M.P., le frère cadet de l'accusé, a déclaré ne pas avoir été témoin des faits survenus la nuit du crime, ajoutant : « Quand j'avais 14 ans, mon frère Murat a commis des actes d'abus sexuels sur moi. Ma mère travaillait comme plongeuse dans un restaurant. Nous étions trois frères seuls à la maison. Mon frère regardait des magazines obscènes. Il me disait : "Viens, faisons comme eux". Comme j'étais petit, je ne comprenais pas. Quand j'étais enfant, Murat me faisait porter la jupe de ma mère, se mettait derrière moi et commençait à me caresser. J'ai eu mal, alors je me suis enfui en pleurant. Quand je lui ai dit que j'allais le dire à ma mère, il n'a rien fait. Il a tenté de recommencer la même chose à plusieurs reprises, mais il a arrêté quand j'ai réagi ; il avait peur quand je lui disais : "Je vais le dire à maman". Comme je lui résistais, il a abandonné et s'en est pris à mon frère. Mon frère avait 5 ans à l'époque », a-t-il témoigné.
'JE N'Y AI PAS PENSÉ'
Expliquant qu'en raison de son jeune âge, elle pensait qu'il s'agissait d'un jeu, M.P. a déclaré : « Je n'avais aucune mauvaise pensée. Il ne m'est pas venu à l'esprit que mon frère puisse faire une chose pareille à ma sœur. Nous étions parfois témoins de leurs disputes, mais je n'ai jamais été témoin d'une agression sexuelle. »

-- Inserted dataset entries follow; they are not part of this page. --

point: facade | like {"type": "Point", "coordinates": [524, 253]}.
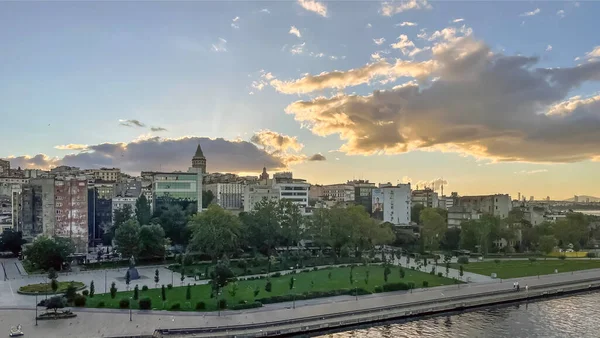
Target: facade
{"type": "Point", "coordinates": [426, 197]}
{"type": "Point", "coordinates": [227, 195]}
{"type": "Point", "coordinates": [393, 204]}
{"type": "Point", "coordinates": [71, 207]}
{"type": "Point", "coordinates": [497, 205]}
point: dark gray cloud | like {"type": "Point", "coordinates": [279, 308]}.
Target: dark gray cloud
{"type": "Point", "coordinates": [131, 123]}
{"type": "Point", "coordinates": [317, 157]}
{"type": "Point", "coordinates": [163, 154]}
{"type": "Point", "coordinates": [475, 102]}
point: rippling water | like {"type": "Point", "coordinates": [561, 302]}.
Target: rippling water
{"type": "Point", "coordinates": [573, 316]}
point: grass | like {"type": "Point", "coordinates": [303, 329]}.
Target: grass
{"type": "Point", "coordinates": [340, 279]}
{"type": "Point", "coordinates": [44, 288]}
{"type": "Point", "coordinates": [524, 268]}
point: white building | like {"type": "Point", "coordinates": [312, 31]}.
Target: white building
{"type": "Point", "coordinates": [227, 195]}
{"type": "Point", "coordinates": [393, 204]}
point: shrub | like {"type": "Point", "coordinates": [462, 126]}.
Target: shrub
{"type": "Point", "coordinates": [145, 303]}
{"type": "Point", "coordinates": [463, 260]}
{"type": "Point", "coordinates": [246, 306]}
{"type": "Point", "coordinates": [79, 300]}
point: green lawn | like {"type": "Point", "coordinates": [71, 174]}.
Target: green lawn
{"type": "Point", "coordinates": [340, 279]}
{"type": "Point", "coordinates": [523, 268]}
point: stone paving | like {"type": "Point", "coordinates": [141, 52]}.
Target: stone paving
{"type": "Point", "coordinates": [107, 323]}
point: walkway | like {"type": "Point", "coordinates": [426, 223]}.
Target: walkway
{"type": "Point", "coordinates": [94, 322]}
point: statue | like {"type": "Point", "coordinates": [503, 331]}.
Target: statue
{"type": "Point", "coordinates": [133, 273]}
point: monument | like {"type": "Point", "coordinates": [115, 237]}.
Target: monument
{"type": "Point", "coordinates": [133, 273]}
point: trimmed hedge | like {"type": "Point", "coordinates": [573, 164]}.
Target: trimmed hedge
{"type": "Point", "coordinates": [246, 306]}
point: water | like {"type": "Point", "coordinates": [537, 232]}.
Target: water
{"type": "Point", "coordinates": [573, 316]}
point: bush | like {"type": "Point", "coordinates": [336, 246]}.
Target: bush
{"type": "Point", "coordinates": [463, 260]}
{"type": "Point", "coordinates": [145, 303]}
{"type": "Point", "coordinates": [246, 306]}
{"type": "Point", "coordinates": [79, 300]}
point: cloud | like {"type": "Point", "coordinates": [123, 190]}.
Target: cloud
{"type": "Point", "coordinates": [131, 123]}
{"type": "Point", "coordinates": [406, 23]}
{"type": "Point", "coordinates": [71, 146]}
{"type": "Point", "coordinates": [532, 13]}
{"type": "Point", "coordinates": [395, 7]}
{"type": "Point", "coordinates": [163, 154]}
{"type": "Point", "coordinates": [379, 41]}
{"type": "Point", "coordinates": [298, 49]}
{"type": "Point", "coordinates": [220, 46]}
{"type": "Point", "coordinates": [314, 6]}
{"type": "Point", "coordinates": [274, 141]}
{"type": "Point", "coordinates": [464, 102]}
{"type": "Point", "coordinates": [531, 172]}
{"type": "Point", "coordinates": [317, 157]}
{"type": "Point", "coordinates": [295, 31]}
{"type": "Point", "coordinates": [353, 77]}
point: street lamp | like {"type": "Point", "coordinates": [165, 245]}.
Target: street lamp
{"type": "Point", "coordinates": [130, 301]}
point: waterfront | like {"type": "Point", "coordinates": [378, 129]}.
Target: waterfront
{"type": "Point", "coordinates": [555, 318]}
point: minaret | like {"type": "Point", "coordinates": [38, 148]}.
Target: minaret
{"type": "Point", "coordinates": [199, 161]}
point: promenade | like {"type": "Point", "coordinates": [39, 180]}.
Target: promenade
{"type": "Point", "coordinates": [115, 323]}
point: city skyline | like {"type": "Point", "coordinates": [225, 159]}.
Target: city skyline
{"type": "Point", "coordinates": [386, 91]}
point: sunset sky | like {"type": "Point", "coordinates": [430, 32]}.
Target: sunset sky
{"type": "Point", "coordinates": [489, 96]}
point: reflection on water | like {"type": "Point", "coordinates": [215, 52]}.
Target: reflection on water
{"type": "Point", "coordinates": [573, 316]}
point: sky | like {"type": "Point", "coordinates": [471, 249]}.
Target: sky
{"type": "Point", "coordinates": [485, 97]}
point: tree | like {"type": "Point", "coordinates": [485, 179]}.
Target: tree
{"type": "Point", "coordinates": [46, 252]}
{"type": "Point", "coordinates": [152, 241]}
{"type": "Point", "coordinates": [113, 290]}
{"type": "Point", "coordinates": [120, 216]}
{"type": "Point", "coordinates": [215, 232]}
{"type": "Point", "coordinates": [55, 303]}
{"type": "Point", "coordinates": [11, 241]}
{"type": "Point", "coordinates": [547, 244]}
{"type": "Point", "coordinates": [92, 289]}
{"type": "Point", "coordinates": [433, 228]}
{"type": "Point", "coordinates": [127, 238]}
{"type": "Point", "coordinates": [142, 210]}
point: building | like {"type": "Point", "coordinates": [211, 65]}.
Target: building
{"type": "Point", "coordinates": [227, 195]}
{"type": "Point", "coordinates": [393, 204]}
{"type": "Point", "coordinates": [497, 205]}
{"type": "Point", "coordinates": [426, 197]}
{"type": "Point", "coordinates": [363, 193]}
{"type": "Point", "coordinates": [71, 207]}
{"type": "Point", "coordinates": [199, 161]}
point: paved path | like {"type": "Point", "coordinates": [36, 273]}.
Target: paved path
{"type": "Point", "coordinates": [106, 323]}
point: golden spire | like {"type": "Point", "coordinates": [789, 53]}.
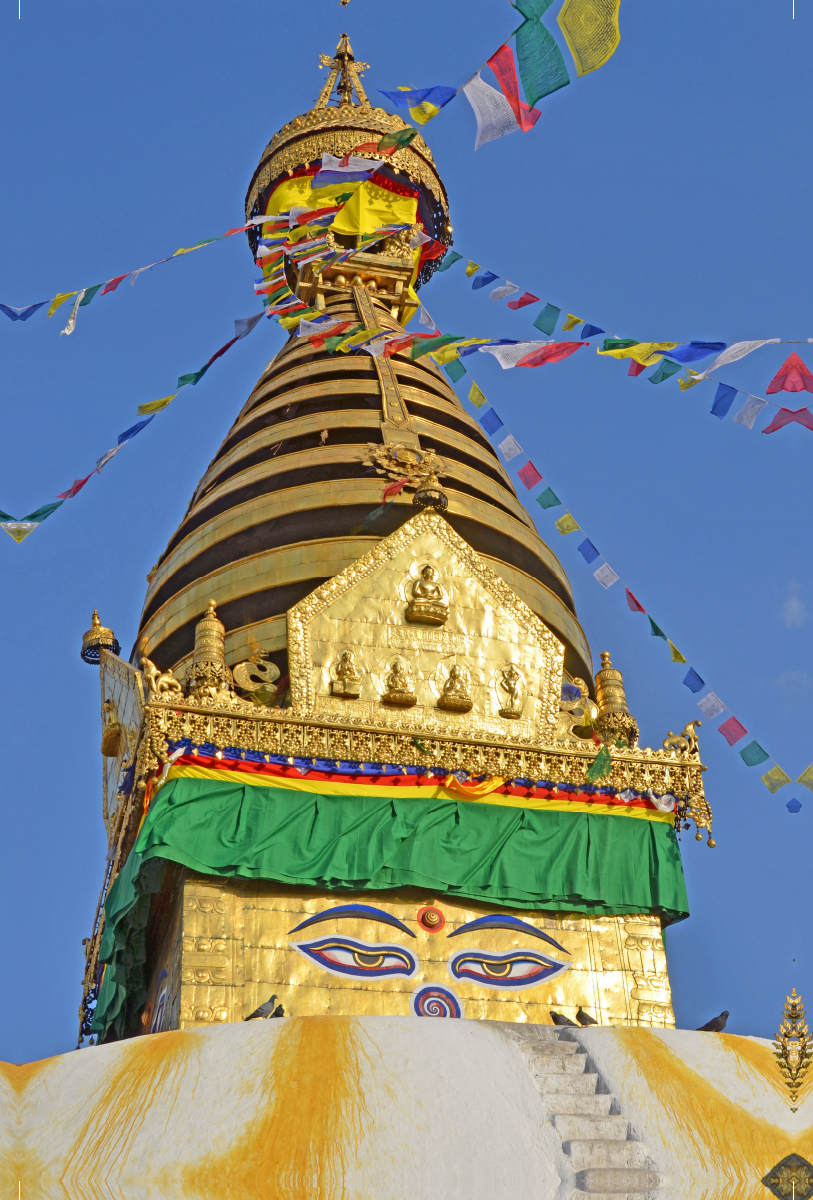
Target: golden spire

« La victime exerçait des violences sur moi et sur les membres de ma famille. L'année dernière, elle m'avait mis à la porte. La victime m'avait appelée auparavant, elle était ivre et pleurait. Elle disait toujours à mon frère Mert : "C'est l'héritage de notre père". Elle pleurait en disant : "Je n'ai pas su prendre soin de l'héritage de notre père", j'ai pensé qu'elle était triste de ne pas avoir pu lui trouver un travail. Je n'ai pas pu imaginer l'incident de harcèlement », a-t-elle déclaré.
15 ANS DE PRISON
L'accusé a été condamné à 15 ans de prison pour homicide volontaire, après application de circonstances atténuantes liées à la provocation et à sa bonne conduite.